Hindsight caught repeated AST traversal bugs
“Why is it flagging recursion again?” I checked the logs, and the agent wasn’t looping—it was using Hindsight to call out the same AST traversal mistake I’d made three commits ago.
Last night I assumed my AST walker was fixed; by morning, Hindsight had surfaced the exact same traversal bug across three different submissions I thought were unrelated.
What I actually built
I’ve been working on Codemind, a coding practice platform that doesn’t just run user code—it tries to understand how someone is solving a problem and guide them while they’re doing it.
At a high level, the system looks like this:
- A frontend where users write and submit code
- A Python backend that parses and analyzes submissions
- A sandboxed execution layer (Firecracker-style isolation) to safely run code
- An analysis pipeline that walks ASTs and applies rules + taint tracking
- A memory layer powered by Hindsight that stores patterns across attempts
The interesting part isn’t execution—it’s the analysis loop:
- Parse code into an AST
- Traverse it to detect patterns (recursion misuse, unsafe flows, etc.)
- Generate feedback
- Store what happened
- Use that history to influence future feedback
That last step is where things got weird—in a good way.
The problem I thought I had
Originally, I thought my biggest challenge would be writing good static analysis rules.
Things like:
- Detect recursion without base case
- Identify unsafe variable flows (taint analysis)
- Catch incorrect loop termination
So I built a fairly standard AST walker. Something like:
def visit(node):
if isinstance(node, FunctionDef):
check_recursion(node)
for child in ast.iter_child_nodes(node):
visit(child)
Pretty normal. Walk the tree, inspect nodes, apply rules.
And it mostly worked.
But then I started noticing something annoying:
I kept fixing the same class of bugs over and over again.
Not in the codebase—in the submissions.
Users (including me, while testing) would:
- Write a recursive function
- Forget the base condition
- Or place it incorrectly
- Or structure traversal in a subtly broken way
And every time, the analyzer would treat it as a fresh problem.
Stateless. No memory.
That’s when I added Hindsight.
What I expected Hindsight to do
I expected Hindsight to act like a simple log:
- Store past attempts
- Maybe surface similar ones
- Help generate slightly better hints
Basically, better context.
Instead, it started behaving like pattern recognition across time.
I integrated it using the official repo:
The idea was simple: every analysis run produces an “event”.
event = {
"user_id": user_id,
"code": submission,
"issues": detected_issues,
"ast_patterns": extracted_patterns,
}
store_event(event)
Then, before generating feedback:
history = hindsight.query(user_id=user_id)
similar = find_similar_patterns(history, current_patterns)
if similar:
adjust_feedback(similar)
That’s it.

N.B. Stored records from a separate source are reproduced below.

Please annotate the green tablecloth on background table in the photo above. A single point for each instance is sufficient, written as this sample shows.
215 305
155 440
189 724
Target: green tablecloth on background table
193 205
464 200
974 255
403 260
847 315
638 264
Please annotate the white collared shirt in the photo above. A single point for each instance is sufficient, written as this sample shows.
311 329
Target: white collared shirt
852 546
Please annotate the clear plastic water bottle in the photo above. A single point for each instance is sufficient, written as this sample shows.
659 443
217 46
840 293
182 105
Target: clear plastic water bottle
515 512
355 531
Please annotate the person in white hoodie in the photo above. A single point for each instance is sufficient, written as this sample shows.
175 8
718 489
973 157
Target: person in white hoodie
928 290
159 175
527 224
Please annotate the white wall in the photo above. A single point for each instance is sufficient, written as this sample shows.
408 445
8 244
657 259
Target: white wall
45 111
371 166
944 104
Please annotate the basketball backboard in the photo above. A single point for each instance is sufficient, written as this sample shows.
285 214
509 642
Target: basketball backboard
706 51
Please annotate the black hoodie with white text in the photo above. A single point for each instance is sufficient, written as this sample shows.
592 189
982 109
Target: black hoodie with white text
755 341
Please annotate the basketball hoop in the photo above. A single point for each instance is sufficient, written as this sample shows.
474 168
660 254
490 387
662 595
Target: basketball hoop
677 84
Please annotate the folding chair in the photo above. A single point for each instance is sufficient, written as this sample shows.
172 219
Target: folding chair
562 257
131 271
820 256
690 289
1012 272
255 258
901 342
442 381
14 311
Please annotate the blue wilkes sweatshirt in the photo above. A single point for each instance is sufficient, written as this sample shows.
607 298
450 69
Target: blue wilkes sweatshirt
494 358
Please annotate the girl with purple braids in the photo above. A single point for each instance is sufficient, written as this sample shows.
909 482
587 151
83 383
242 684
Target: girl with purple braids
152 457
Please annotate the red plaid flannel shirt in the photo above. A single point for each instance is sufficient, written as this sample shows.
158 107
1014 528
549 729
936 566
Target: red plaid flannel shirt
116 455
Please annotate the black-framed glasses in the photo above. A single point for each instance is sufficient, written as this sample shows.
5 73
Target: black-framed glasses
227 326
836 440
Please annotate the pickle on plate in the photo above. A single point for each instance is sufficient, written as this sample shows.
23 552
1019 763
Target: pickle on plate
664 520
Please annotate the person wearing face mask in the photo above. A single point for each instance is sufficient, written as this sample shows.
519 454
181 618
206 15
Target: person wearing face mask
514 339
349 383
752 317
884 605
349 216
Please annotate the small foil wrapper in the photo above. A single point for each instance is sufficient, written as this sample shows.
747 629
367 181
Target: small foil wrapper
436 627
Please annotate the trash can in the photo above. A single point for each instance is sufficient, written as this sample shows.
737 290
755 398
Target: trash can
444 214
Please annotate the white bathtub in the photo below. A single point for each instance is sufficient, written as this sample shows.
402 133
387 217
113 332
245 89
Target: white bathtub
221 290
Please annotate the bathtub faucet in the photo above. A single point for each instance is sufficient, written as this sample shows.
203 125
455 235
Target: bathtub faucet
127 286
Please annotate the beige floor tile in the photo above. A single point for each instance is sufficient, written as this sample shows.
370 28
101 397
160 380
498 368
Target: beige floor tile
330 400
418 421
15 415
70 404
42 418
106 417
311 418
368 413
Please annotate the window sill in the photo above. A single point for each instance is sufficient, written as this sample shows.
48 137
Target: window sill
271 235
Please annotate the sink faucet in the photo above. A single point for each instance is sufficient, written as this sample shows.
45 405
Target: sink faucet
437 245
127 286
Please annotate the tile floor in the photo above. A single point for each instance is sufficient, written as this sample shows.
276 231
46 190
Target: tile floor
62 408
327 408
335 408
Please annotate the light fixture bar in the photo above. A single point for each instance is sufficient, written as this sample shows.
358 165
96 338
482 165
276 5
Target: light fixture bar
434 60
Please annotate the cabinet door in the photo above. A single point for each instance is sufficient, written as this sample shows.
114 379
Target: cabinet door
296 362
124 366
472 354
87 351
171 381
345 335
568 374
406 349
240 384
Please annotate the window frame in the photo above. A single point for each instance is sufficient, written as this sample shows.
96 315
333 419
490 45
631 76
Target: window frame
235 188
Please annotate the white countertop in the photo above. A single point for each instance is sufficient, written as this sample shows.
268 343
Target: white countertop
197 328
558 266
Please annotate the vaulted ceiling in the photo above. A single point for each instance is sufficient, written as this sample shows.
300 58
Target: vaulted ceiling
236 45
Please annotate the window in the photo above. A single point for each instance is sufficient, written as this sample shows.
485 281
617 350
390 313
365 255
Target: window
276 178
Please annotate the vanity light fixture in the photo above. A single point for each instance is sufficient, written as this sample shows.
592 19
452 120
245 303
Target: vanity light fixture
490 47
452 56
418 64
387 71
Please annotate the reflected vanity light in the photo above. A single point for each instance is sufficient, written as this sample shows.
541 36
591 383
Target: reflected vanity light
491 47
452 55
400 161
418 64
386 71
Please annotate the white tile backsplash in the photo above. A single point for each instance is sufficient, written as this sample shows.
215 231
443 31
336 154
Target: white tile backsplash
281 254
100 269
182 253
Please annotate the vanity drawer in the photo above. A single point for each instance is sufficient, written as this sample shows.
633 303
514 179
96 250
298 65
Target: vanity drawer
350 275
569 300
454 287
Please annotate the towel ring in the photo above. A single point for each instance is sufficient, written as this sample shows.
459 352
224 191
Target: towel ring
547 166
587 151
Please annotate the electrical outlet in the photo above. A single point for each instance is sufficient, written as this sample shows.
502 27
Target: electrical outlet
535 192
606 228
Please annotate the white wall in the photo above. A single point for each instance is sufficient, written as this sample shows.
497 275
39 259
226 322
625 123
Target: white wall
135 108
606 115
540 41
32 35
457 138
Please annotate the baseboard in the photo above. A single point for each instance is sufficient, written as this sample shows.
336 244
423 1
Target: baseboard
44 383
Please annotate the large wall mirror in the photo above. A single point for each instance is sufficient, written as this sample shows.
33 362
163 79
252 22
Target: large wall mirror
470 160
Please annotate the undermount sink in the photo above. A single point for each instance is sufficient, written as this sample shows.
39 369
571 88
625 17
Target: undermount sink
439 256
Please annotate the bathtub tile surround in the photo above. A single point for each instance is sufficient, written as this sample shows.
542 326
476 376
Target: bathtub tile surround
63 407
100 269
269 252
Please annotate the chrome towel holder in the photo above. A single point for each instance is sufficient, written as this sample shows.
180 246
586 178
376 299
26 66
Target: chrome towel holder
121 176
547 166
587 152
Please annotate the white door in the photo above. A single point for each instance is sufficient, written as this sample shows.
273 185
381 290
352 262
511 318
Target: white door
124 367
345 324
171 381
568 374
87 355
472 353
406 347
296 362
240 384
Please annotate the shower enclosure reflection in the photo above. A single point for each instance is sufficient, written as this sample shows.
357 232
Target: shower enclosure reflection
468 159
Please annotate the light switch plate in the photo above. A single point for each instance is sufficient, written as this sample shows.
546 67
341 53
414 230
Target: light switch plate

No magic.
But the behavior changed dramatically.
The bug that wouldn’t stay fixed
The first time I noticed something different was with a recursion check.

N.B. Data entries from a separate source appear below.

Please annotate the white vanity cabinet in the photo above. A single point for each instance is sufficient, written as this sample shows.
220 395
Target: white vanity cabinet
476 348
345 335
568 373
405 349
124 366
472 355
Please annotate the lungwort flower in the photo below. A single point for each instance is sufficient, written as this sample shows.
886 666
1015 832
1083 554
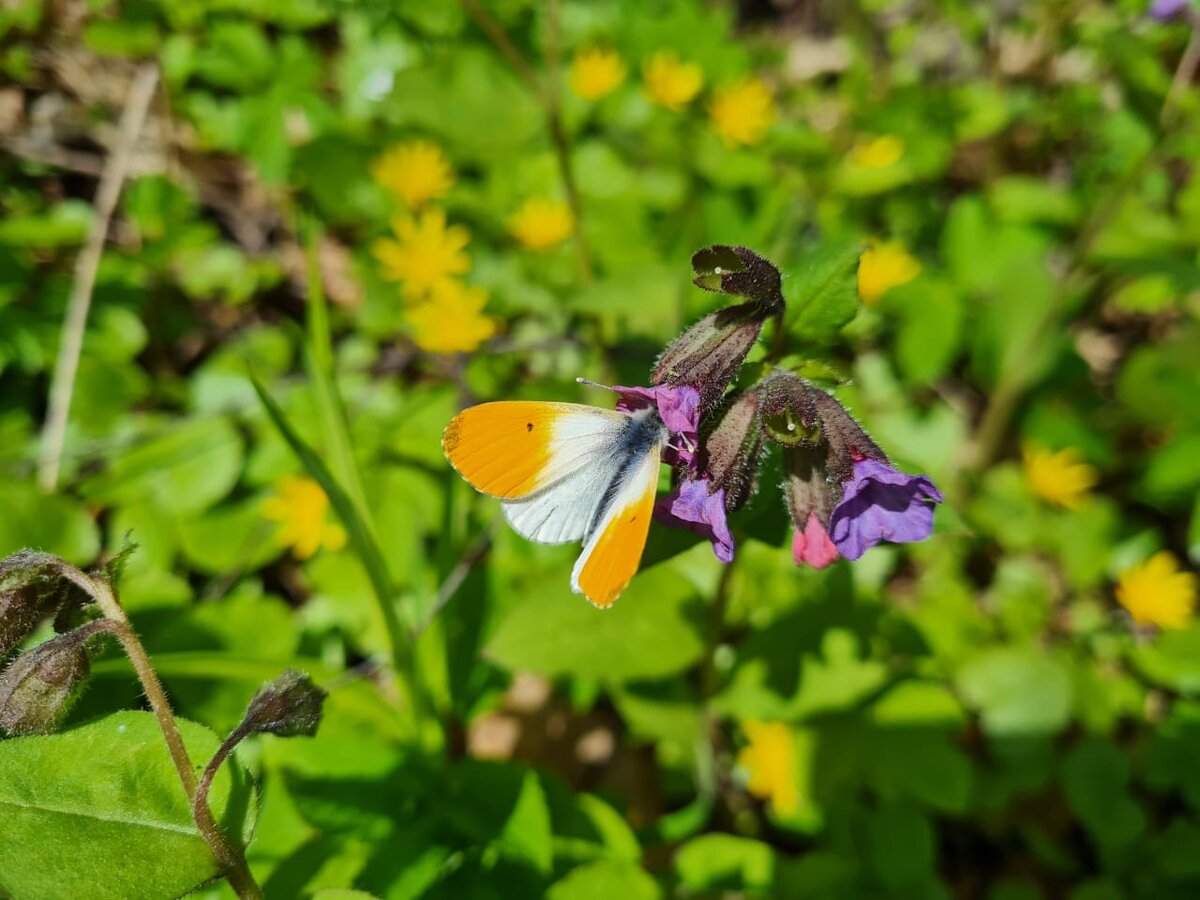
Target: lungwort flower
597 72
881 503
1060 478
769 762
451 319
743 113
300 507
885 267
417 172
671 82
1157 592
844 495
424 253
541 223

My rule looked something like this:
def check_recursion(func_node):
calls = find_recursive_calls(func_node)
if calls and not has_base_case(func_node):
report("Missing base case in recursion")
Clean. Straightforward.
But users kept triggering false positives or weird edge cases:
- Base case present but unreachable
- Base case after recursive call
- Nested conditions that break termination
Individually, each case looked different.
Stateless analysis treated them as separate.
Hindsight didn’t.
Hindsight started grouping my mistakes
Once I started storing AST-derived patterns, I began extracting simple features:
patterns = {
"has_recursion": True,
"base_case_position": "after_recursive_call",
"branching_depth": compute_depth(node),
}
Nothing fancy. Just structural hints.
But when I queried history, I started seeing clusters:
- Same incorrect ordering
- Same missing condition structure
- Same flawed traversal shape
Even across different users.
That’s when the feedback changed from:
“Missing base case”
to:
“Your base case is placed after the recursive call, which matches a previous failing pattern.”
That’s a completely different experience.
The moment it clicked
“This node ordering looks familiar.”
That line came from a debug print I had added while comparing ASTs.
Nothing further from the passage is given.